There is another abstraction for non-partitioned tables. We may utilize GlobalKTables to send information to all jobs or to perform joins without re-partitioning the input data.

We can read and deserialize a subject as a stream.

StreamsBuilder builder = new StreamsBuilder();
KStream<String, String> textLines = 
  builder.stream(inputTopic, Consumed.with(Serdes.String(), Serdes.String()));

It is also possible to read a topic to track the latest words received as a table:

KTable<String, String> textLinesTable = 
  builder.table(inputTopic, Consumed.with(Serdes.String(), Serdes.String()));

Finally, we are able to read a topic using a global table:

GlobalKTable<String, String> textLinesGlobalTable = 
  builder.globalTable(inputTopic, Consumed.with(Serdes.String(), Serdes.String()));

What is Kafka Streams API?

API can be used to simplify the Stream Processing procedure from various disparate topics. It can provide distributed coordination, data parallelism, scalability, and fault tolerance.
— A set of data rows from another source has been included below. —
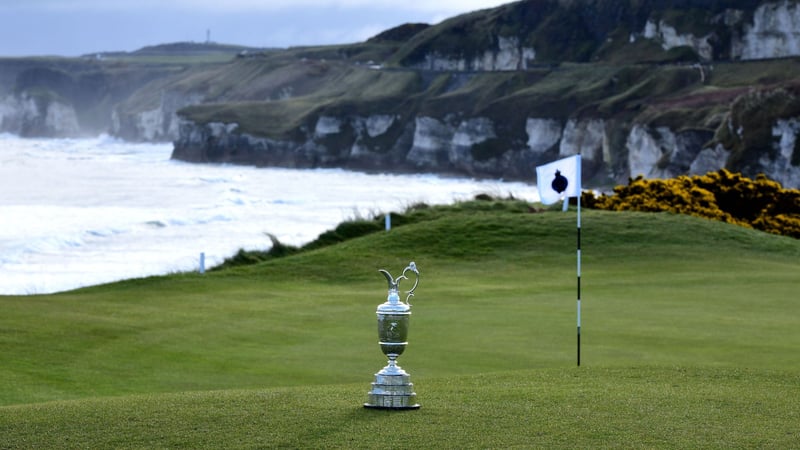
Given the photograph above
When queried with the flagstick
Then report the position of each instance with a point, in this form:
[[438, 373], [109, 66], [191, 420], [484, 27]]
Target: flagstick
[[579, 279]]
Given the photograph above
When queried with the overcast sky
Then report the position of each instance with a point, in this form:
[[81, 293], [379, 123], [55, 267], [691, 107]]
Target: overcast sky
[[77, 27]]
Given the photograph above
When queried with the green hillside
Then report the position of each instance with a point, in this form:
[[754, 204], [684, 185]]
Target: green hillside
[[689, 340]]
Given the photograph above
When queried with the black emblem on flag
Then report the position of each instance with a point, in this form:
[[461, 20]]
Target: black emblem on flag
[[560, 182]]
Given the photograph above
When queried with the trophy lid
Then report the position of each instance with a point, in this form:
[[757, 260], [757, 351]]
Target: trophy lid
[[393, 303]]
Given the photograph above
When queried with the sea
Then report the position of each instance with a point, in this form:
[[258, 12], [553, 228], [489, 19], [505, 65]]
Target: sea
[[82, 212]]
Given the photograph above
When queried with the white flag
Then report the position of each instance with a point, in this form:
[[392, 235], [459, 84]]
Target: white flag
[[559, 179]]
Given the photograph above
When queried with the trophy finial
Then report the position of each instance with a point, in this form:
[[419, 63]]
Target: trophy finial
[[392, 282]]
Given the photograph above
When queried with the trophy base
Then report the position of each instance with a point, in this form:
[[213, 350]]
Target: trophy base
[[393, 391]]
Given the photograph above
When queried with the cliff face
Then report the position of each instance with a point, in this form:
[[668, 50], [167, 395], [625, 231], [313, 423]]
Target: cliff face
[[494, 96], [658, 87]]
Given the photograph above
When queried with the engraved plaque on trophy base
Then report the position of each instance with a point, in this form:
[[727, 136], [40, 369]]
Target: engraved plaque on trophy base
[[392, 391]]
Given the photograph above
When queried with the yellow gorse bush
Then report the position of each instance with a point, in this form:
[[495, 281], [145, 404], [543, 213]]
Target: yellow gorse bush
[[762, 203]]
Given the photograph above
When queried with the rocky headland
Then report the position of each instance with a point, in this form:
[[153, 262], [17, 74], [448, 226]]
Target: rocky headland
[[658, 88]]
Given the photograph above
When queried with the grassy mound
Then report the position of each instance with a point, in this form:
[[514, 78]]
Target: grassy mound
[[688, 340]]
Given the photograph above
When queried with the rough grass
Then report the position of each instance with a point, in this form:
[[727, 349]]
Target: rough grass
[[688, 341]]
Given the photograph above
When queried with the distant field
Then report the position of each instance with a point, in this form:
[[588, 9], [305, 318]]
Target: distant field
[[689, 340]]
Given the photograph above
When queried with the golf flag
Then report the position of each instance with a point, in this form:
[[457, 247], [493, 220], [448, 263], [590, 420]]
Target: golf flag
[[559, 179]]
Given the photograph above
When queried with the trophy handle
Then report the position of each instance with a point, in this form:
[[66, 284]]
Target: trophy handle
[[412, 267], [394, 282]]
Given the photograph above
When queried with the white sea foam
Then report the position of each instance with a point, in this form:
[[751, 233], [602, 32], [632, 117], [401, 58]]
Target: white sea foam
[[80, 212]]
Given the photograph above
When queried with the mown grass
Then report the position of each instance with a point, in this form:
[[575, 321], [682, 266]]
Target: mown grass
[[688, 340]]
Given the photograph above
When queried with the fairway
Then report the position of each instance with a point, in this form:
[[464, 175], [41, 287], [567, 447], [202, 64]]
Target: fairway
[[689, 339]]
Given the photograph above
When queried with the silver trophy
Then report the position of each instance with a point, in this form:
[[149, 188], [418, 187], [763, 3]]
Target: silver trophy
[[392, 388]]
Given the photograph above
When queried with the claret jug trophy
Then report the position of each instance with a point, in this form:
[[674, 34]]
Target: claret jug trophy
[[392, 388]]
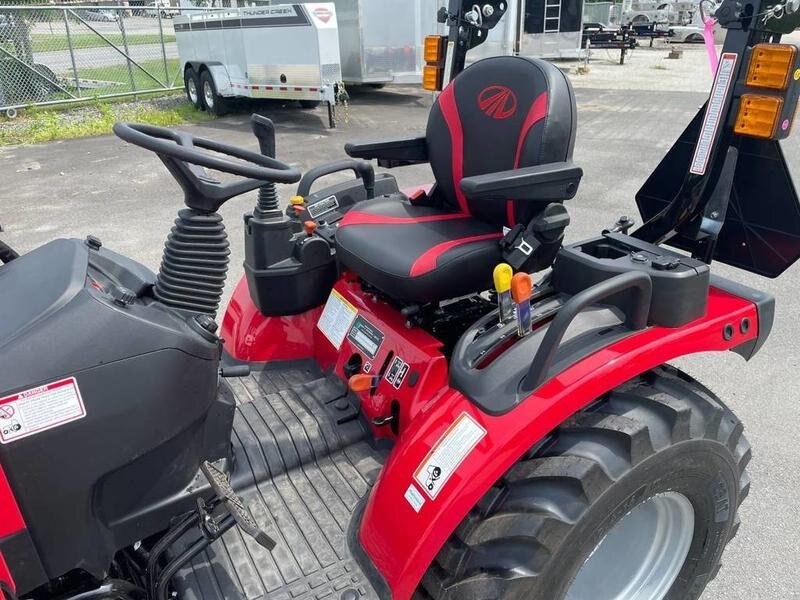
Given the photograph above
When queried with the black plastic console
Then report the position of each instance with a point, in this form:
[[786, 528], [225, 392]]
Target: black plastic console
[[680, 283], [287, 273], [331, 204]]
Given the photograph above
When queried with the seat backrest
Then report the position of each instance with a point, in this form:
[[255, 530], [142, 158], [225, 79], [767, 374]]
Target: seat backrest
[[500, 113]]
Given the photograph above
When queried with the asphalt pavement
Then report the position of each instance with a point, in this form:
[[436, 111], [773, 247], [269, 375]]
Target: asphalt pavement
[[123, 195]]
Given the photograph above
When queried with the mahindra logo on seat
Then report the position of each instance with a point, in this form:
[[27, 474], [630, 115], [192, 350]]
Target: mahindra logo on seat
[[497, 101]]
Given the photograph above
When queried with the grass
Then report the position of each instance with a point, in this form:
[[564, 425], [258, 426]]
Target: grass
[[141, 81], [49, 42], [47, 125]]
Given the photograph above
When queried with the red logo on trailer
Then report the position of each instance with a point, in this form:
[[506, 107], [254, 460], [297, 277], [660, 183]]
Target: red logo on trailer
[[497, 101], [323, 14]]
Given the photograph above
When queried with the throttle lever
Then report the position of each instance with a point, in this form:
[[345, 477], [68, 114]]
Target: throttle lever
[[264, 130]]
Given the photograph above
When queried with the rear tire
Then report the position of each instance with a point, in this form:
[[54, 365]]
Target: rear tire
[[213, 102], [661, 438], [191, 84]]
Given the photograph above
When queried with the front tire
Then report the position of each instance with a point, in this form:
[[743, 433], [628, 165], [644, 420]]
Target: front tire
[[657, 458], [213, 102]]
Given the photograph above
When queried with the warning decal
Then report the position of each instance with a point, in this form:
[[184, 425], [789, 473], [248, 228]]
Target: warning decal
[[713, 113], [414, 498], [448, 453], [39, 409], [337, 318]]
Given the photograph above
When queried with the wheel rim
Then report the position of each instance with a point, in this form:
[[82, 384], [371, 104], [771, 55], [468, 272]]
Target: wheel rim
[[641, 556], [191, 87], [208, 94]]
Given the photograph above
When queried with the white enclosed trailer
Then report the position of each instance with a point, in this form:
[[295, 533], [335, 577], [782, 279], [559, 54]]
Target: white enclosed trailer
[[286, 51], [381, 41]]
This API leverages the concepts of partitions and tasks as logical units that are strongly linked to the topic partitions and interact with the cluster.

A distinct feature of API is that the applications that you build with it are just normal Java applications that can be deployed, packaged, or monitored just like any other Java application.

Kafka Streams API: Use Cases

Here are a few handy examples that leverage API to simplify operations:

• Finance Industry can build applications to accumulate data sources for real-time views of potential exposures. It can also be leveraged for minimizing and detecting fraudulent transactions.
• Travel companies can build applications with the API to help them make real-time decisions to find the best suitable pricing for individual customers. This allows them to cross-sell additional services and process reservations and bookings. Example- Trivago.
• Retailers can leverage this API to decide in real-time on the next best offers, pricing, personalized promotions, and inventory management.
• It can also be used by logistics companies to build applications to track their shipments reliably, quickly, and in real-time.
• Manufacturing and automotive companies can easily build applications to ensure their production lines offer optimum performance while extracting meaningful real-time insights into their supply chains. The API can also be leveraged to monitor the telemetry data from linked cars to make a decision as to the need for a thorough inspection.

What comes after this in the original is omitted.